Великому Бунину. В начале лета
и пустился куда глаза глядят – в глубинку.
Наступал один из тех безмятежных вечеров начала лета, когда в полях царит
какая-то особенная полнота мира, красоты, благоденствия и всё вокруг замирает, словно спит.
Я постоял возле дороги, подумал: куда ещё? –
пересек её и поехал целиком дальше, где роща.
Я ехал на блеск уже низкого солнца, но въехал в чей-то большой лес,
начинавшийся длинной лощиной с заросшими оврагами и буераками, где цветов и трав – тоже лес,
они, уже свежевшие и пахнувшие к вечеру лесной и луговой свежестью,
были по брюхо лошади.

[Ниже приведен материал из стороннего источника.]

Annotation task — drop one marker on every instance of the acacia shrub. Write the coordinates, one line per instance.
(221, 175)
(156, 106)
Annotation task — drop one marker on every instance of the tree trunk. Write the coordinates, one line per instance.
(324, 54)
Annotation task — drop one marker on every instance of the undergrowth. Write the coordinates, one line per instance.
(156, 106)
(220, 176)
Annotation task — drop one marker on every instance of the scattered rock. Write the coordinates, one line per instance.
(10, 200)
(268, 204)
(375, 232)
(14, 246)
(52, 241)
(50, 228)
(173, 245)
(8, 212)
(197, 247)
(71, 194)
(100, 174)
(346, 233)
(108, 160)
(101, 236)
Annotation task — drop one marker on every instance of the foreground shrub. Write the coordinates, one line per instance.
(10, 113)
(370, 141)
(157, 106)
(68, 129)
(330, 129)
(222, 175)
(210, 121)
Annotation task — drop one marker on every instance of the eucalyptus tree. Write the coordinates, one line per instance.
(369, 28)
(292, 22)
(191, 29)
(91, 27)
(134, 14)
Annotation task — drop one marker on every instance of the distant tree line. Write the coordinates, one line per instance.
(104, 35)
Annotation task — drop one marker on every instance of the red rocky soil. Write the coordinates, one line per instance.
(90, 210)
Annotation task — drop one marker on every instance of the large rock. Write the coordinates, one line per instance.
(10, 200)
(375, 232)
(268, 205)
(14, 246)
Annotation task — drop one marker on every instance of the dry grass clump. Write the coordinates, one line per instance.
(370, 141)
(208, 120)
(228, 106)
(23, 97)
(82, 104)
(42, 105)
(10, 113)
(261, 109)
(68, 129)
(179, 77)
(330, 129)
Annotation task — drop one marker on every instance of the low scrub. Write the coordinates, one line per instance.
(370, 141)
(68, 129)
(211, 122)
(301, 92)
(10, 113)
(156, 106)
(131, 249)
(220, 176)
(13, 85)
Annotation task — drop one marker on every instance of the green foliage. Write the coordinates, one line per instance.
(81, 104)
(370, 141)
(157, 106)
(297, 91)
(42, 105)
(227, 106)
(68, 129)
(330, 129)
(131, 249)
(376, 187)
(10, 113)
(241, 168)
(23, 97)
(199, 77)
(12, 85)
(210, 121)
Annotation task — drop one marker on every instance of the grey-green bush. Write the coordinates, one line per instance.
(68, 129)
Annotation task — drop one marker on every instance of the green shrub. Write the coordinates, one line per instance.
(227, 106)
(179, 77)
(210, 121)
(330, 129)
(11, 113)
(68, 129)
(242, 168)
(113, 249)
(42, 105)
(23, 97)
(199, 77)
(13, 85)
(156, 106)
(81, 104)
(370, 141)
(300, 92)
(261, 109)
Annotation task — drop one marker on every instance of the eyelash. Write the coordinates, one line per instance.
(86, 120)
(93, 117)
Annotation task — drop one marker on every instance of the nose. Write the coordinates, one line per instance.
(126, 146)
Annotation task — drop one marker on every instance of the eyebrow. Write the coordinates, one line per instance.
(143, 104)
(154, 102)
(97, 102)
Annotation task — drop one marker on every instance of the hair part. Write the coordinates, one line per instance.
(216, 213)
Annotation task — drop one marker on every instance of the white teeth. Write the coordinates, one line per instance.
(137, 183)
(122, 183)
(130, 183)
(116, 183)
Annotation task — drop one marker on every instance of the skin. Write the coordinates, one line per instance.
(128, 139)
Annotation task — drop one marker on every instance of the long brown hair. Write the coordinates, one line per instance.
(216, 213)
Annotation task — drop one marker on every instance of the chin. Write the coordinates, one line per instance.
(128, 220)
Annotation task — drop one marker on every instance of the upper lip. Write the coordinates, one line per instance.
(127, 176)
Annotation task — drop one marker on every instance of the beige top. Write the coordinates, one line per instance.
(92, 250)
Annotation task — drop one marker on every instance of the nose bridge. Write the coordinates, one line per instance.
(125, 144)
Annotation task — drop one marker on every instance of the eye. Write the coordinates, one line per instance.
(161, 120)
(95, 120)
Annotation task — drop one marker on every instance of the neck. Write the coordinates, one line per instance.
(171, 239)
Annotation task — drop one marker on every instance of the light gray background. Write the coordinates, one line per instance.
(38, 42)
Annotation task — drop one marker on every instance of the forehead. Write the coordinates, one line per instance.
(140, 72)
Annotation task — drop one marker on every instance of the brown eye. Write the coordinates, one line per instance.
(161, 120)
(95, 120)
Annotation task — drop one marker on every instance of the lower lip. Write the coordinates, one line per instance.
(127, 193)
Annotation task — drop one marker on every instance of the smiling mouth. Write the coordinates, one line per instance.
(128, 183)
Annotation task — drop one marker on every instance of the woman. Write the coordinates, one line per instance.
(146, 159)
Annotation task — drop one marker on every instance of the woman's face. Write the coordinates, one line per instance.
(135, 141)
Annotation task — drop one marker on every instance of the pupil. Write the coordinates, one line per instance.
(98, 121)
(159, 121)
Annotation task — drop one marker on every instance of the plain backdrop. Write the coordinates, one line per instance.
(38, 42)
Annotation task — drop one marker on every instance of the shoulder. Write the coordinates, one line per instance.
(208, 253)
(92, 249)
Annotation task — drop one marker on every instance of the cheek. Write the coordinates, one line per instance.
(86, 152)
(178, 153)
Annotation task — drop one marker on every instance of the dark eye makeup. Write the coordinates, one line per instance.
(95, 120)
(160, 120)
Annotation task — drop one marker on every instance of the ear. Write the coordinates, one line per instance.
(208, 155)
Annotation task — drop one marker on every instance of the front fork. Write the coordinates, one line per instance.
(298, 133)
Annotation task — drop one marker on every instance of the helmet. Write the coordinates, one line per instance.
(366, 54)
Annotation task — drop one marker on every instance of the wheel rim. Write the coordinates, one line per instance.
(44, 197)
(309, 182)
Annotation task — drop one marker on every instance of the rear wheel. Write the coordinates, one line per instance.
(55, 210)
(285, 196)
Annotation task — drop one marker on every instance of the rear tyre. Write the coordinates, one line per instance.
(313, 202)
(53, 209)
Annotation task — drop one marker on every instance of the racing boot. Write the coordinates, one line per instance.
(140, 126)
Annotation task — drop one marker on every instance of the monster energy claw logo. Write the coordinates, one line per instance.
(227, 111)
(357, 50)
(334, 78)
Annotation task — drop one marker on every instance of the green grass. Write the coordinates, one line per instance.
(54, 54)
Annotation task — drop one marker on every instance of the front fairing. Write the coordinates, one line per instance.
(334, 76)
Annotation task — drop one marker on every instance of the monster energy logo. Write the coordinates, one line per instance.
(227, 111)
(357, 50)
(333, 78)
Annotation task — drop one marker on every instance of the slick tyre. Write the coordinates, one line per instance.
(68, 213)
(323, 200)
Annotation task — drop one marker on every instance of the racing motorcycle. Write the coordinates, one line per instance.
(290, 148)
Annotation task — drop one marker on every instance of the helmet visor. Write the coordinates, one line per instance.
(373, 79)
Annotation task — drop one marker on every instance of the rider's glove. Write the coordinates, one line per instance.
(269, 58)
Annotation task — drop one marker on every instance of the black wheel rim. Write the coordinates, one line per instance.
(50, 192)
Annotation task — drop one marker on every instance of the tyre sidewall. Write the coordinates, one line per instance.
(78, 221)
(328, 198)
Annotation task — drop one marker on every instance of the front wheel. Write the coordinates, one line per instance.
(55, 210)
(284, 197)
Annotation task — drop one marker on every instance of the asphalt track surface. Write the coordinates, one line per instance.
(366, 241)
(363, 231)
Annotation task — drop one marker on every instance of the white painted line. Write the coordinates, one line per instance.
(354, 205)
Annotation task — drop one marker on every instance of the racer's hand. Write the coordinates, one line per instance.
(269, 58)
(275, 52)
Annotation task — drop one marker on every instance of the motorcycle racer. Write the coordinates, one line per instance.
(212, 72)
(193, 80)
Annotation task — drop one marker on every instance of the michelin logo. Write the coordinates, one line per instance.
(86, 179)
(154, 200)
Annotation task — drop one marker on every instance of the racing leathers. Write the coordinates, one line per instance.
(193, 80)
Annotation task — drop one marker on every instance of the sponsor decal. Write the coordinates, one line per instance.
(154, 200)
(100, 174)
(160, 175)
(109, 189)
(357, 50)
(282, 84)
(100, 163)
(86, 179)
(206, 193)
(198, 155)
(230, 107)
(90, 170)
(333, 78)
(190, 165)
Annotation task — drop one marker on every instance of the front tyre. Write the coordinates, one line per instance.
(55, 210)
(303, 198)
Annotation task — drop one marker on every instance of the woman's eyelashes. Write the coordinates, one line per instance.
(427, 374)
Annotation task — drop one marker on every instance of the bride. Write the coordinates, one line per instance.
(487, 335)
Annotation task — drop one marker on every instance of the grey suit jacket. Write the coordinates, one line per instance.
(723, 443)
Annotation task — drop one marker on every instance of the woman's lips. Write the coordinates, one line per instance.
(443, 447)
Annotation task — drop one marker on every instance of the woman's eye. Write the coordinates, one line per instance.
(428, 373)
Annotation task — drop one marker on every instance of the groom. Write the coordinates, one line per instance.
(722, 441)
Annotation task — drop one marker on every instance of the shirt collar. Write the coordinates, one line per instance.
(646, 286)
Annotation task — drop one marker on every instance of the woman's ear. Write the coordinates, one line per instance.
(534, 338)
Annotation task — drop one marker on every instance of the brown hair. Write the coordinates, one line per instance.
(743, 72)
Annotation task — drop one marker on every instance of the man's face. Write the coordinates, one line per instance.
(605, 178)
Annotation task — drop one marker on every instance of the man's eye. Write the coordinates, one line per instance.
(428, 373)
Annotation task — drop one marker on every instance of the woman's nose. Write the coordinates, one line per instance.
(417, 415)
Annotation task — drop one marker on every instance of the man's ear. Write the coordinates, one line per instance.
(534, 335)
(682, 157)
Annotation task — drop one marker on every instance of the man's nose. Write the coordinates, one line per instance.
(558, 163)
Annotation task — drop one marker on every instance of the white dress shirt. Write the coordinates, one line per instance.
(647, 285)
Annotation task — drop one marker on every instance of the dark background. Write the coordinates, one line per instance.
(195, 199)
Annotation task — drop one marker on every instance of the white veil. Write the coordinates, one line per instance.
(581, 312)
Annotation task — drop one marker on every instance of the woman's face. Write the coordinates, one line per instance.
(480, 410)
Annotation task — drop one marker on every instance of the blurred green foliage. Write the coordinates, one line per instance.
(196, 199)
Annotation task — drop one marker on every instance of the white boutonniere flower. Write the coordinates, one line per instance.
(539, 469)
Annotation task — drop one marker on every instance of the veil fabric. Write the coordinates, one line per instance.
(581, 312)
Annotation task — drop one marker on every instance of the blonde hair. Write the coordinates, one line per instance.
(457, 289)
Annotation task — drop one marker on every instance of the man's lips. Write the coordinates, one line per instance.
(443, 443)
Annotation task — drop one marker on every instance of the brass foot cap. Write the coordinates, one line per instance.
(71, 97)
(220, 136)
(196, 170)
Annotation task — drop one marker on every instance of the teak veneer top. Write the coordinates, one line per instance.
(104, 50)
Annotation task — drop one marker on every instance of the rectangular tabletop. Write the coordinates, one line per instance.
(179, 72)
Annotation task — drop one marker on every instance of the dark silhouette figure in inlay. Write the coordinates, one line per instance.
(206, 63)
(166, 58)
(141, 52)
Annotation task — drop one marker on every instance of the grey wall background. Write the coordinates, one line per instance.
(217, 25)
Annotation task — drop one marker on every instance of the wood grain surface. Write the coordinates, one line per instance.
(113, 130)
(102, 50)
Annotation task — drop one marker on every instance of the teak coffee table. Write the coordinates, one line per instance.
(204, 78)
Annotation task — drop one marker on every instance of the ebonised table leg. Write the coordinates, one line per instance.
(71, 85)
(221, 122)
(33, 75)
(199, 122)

И я с лошади слез.
Кругом, по всем кустам и чащам, сладко голосили и цокали соловьи,
а где-то далеко вдали
мерно и настойчиво, как бы убеждённая среди всех этих тщетных соловьиных восторгов
в правоте только своей одинокой, бездомной печали веков, –
не смолкая, куковала кукушка, слыша эхо своего гулко-полого голоса,
что грустно и дивно чередовался с ещё более дальними откликами вечереющего леса.
Я сел на лошадь, ехал и слушал, потом стал считать: сколько лет нагадает мне она –
сколько ещё осталось мне всего того непостижимого даже в глубинах сна,
что называется жизнью, любовью, разлуками, потерями, воспоминаниями, надеждами...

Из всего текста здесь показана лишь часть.